Kitz Forum
Broadband Related => Broadband Hardware => Topic started by: canon on May 30, 2007, 12:01:10 PM
-
Advise please.
I've been trying to set up remote management on a DG834v3. Originally it worked ok but then after upgrading the firmware from 4_01_06 to 4_01_20 I can't get it to work (connection attempt times out).
The new firmware had in its release notes:
Added an option to access the Router Management Interface at the
Router LAN address at a user selectable port in the NAT disabled case.
This feature is available on the LAN IP Setup page under Advanced.
So I wonder if that's anything to do with it although I don't want to disable NAT. The remote management page looks just the same as before.
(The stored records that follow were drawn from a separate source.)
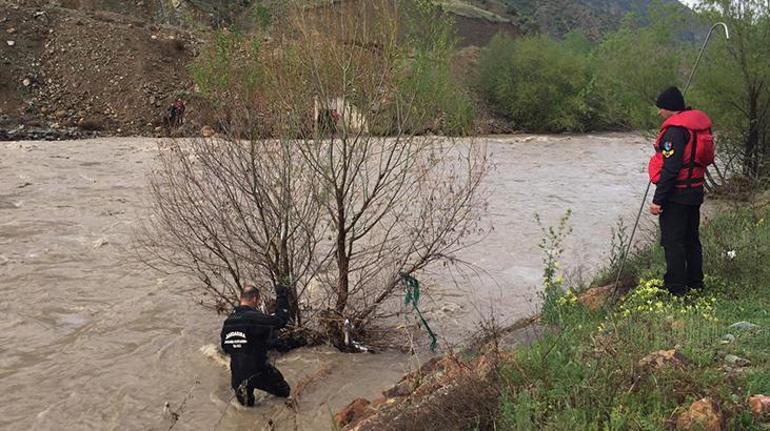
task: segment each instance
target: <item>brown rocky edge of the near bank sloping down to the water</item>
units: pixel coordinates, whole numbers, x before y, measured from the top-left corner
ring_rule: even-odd
[[[598,310],[610,297],[611,287],[588,289],[578,301]],[[487,328],[463,352],[430,359],[383,391],[382,397],[351,401],[334,416],[335,425],[344,431],[492,429],[501,396],[500,367],[545,330],[539,315],[506,328]],[[480,423],[480,418],[489,423]]]

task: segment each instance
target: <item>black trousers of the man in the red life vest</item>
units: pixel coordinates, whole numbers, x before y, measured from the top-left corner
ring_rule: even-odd
[[[660,214],[660,239],[666,252],[664,285],[673,295],[703,287],[700,205],[667,203]]]

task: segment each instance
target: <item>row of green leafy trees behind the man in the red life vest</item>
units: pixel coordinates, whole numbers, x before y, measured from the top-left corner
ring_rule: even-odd
[[[574,34],[499,35],[479,60],[479,90],[524,130],[654,129],[655,97],[670,85],[684,87],[706,31],[725,22],[732,38],[712,39],[687,99],[713,117],[733,173],[761,180],[770,148],[768,3],[707,0],[690,12],[654,3],[648,15],[628,15],[593,45]]]

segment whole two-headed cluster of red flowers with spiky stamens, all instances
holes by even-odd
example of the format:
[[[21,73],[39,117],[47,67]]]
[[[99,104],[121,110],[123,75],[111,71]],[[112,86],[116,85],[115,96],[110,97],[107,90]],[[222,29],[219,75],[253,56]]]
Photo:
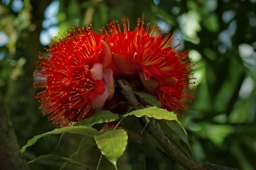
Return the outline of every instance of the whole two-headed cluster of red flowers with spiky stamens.
[[[73,28],[40,53],[35,87],[45,88],[36,98],[56,126],[78,122],[104,107],[114,95],[117,79],[139,80],[137,90],[158,96],[162,108],[178,115],[193,99],[193,63],[177,50],[177,39],[163,37],[157,25],[138,19],[110,22],[101,34],[92,27]]]

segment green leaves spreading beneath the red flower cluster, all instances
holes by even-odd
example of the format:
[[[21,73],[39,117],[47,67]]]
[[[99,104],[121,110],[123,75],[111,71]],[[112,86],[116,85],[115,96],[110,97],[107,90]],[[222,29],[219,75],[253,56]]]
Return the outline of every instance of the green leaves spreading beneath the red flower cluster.
[[[117,169],[117,160],[123,155],[123,152],[125,151],[127,146],[128,136],[126,131],[130,131],[130,133],[132,133],[132,131],[129,129],[115,130],[116,128],[118,128],[118,124],[115,125],[115,128],[113,130],[110,125],[106,124],[106,128],[101,129],[101,131],[97,131],[96,129],[90,128],[88,126],[88,125],[94,125],[94,124],[102,124],[101,120],[105,120],[104,122],[113,122],[112,118],[108,119],[109,117],[112,117],[113,114],[114,113],[111,113],[111,112],[101,111],[94,114],[94,116],[92,116],[90,119],[88,118],[87,121],[80,121],[74,126],[66,126],[64,128],[55,129],[44,134],[36,135],[32,139],[30,139],[25,146],[22,147],[20,152],[23,153],[27,147],[34,145],[40,138],[45,137],[46,135],[49,135],[49,134],[61,134],[61,133],[62,134],[64,133],[80,134],[85,137],[94,139],[94,142],[97,144],[98,148],[101,150],[102,155],[106,156],[106,159],[108,159],[109,162],[111,162],[114,165],[115,169]],[[180,124],[179,120],[177,120],[177,116],[175,113],[171,113],[164,109],[159,109],[156,107],[138,109],[138,110],[129,112],[127,114],[124,114],[123,118],[131,115],[134,115],[136,117],[148,116],[148,117],[154,117],[156,119],[162,119],[162,120],[173,120]],[[100,121],[97,120],[97,118],[99,117],[101,117]],[[119,120],[119,122],[121,121],[122,119]],[[105,129],[109,129],[109,128],[110,130],[105,131]],[[176,130],[177,129],[179,128],[176,128]],[[170,130],[171,129],[167,129],[167,131],[170,131]],[[177,133],[177,134],[178,136],[180,136],[180,138],[183,138],[184,140],[183,133]],[[175,140],[175,142],[179,142],[179,141]],[[93,146],[92,143],[86,143],[86,145],[88,145],[89,147]],[[188,143],[187,145],[189,146]],[[183,148],[182,145],[180,145],[180,147]],[[58,156],[54,154],[41,155],[38,158],[35,158],[34,160],[31,160],[28,163],[38,162],[39,160],[42,160],[42,159],[62,160],[64,162],[72,163],[72,164],[79,165],[81,167],[86,168],[85,165],[77,162],[76,160],[73,160],[72,158],[65,158],[63,156]]]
I set up remote management for port 8080 (Netgear default), I disable the proxy at my end (although I could make the address an exception in FF settings).
The other query is should I disable the Metronet server based firewall too (related to the router I'm trying to access) - I thought it worked ok before without doing this.
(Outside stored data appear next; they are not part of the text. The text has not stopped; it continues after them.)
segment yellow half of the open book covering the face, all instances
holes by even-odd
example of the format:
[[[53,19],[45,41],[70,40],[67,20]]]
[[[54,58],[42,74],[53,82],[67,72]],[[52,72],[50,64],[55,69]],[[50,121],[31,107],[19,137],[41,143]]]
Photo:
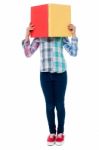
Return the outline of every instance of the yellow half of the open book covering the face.
[[[68,25],[71,23],[71,6],[60,4],[48,5],[49,37],[71,36]]]

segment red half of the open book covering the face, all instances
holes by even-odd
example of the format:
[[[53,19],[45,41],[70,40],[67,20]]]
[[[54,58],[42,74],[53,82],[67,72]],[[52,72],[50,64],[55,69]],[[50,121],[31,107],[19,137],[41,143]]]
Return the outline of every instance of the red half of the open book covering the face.
[[[35,26],[31,37],[48,37],[48,4],[31,7],[31,23]]]

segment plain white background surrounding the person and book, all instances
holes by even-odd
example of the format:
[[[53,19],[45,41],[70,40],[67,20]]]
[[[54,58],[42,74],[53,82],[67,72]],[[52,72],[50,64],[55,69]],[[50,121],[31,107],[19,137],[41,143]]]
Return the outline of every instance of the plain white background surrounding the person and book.
[[[64,50],[68,65],[65,144],[48,147],[45,101],[40,87],[38,51],[26,58],[21,46],[30,6],[72,6],[79,38],[78,56]],[[0,1],[0,150],[99,150],[98,0]]]

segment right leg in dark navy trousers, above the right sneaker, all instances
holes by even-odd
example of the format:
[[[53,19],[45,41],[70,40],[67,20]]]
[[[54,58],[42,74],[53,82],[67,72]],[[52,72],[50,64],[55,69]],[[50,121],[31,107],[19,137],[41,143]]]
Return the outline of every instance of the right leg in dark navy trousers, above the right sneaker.
[[[65,99],[66,85],[67,85],[67,72],[56,74],[54,80],[54,99],[58,117],[58,129],[57,129],[58,134],[64,132],[64,122],[65,122],[64,99]]]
Is there a better port to use?
Edit: the Metronet firewall settings are described here: http://www.metronet.co.uk/support/security/firewall.shtml I've been using the option 1.
Thanks,
Terry.
-
The Metronet firewall option 1 that you've chosen says "Block incoming connections". That means that all connections from the Internet to your router will be blocked. Which is why you can't remotely manage it.
If you're using NAT with a router there's no real need to have the Metronet firewall switched on. It's more useful for modem users connecting unpatched Windows systems directly to the Internet. Since NAT acts as a firewall anyway since unsolicited incoming packets don't get through to the computers on your network, it probably breaks more than it helps.
Don't get me wrong, the Metronet firewall is a great tool, but in your particular case, it's probably pretty useless and is almost certianly the cause of your inability to remotely manage your router.
-
Thanks for the response.
Switched off the MN firewall etc. at both ends and still can't remotely connect.
I realised that using the MN server firewall was belt and braces but it's off at both ends now.
I'll have to check the settings again at the remote router just to be sure but I still wonder about the firmware upgrade.
Edit: One weird thing, I did a DNS lookup on the IP address of this 'remote' router and I get the wrong name - it's someone else's account user name. I've double checked the IP address supplied by Metronet - are they re-using IP addresses and not updating a server somewhere?
Terry.
-
Well, it's working now but I'm not sure why.
I went to a connected pc and 'applied' the settings again (no change). The only thing different is that I left the mains power socket for the PC on. Maybe that keeps something live via the Ethernet connection. I'll have to confirm if this was the problem (other than having MN's firewall on).
Edit: out of curiosity I've switched the Metronet firewall back on - and I can still get remote access. For the setting used, Block Incoming Connections it says: Blocks all incoming TCP connections (SYN packets) to all ports and all UDP traffic to privileged ports (ports numbered lower than 1024). This will prevent others from initiating connections to your computer on any ports.
So 8080 is not blocked it seems with this setting?
Terry.
-
Maybe the configuration settings take a while to go through the MN system and take effect? This is just a guess
Could explain why its now working when it previously didnt - and then a few mins later still working even after turning it off?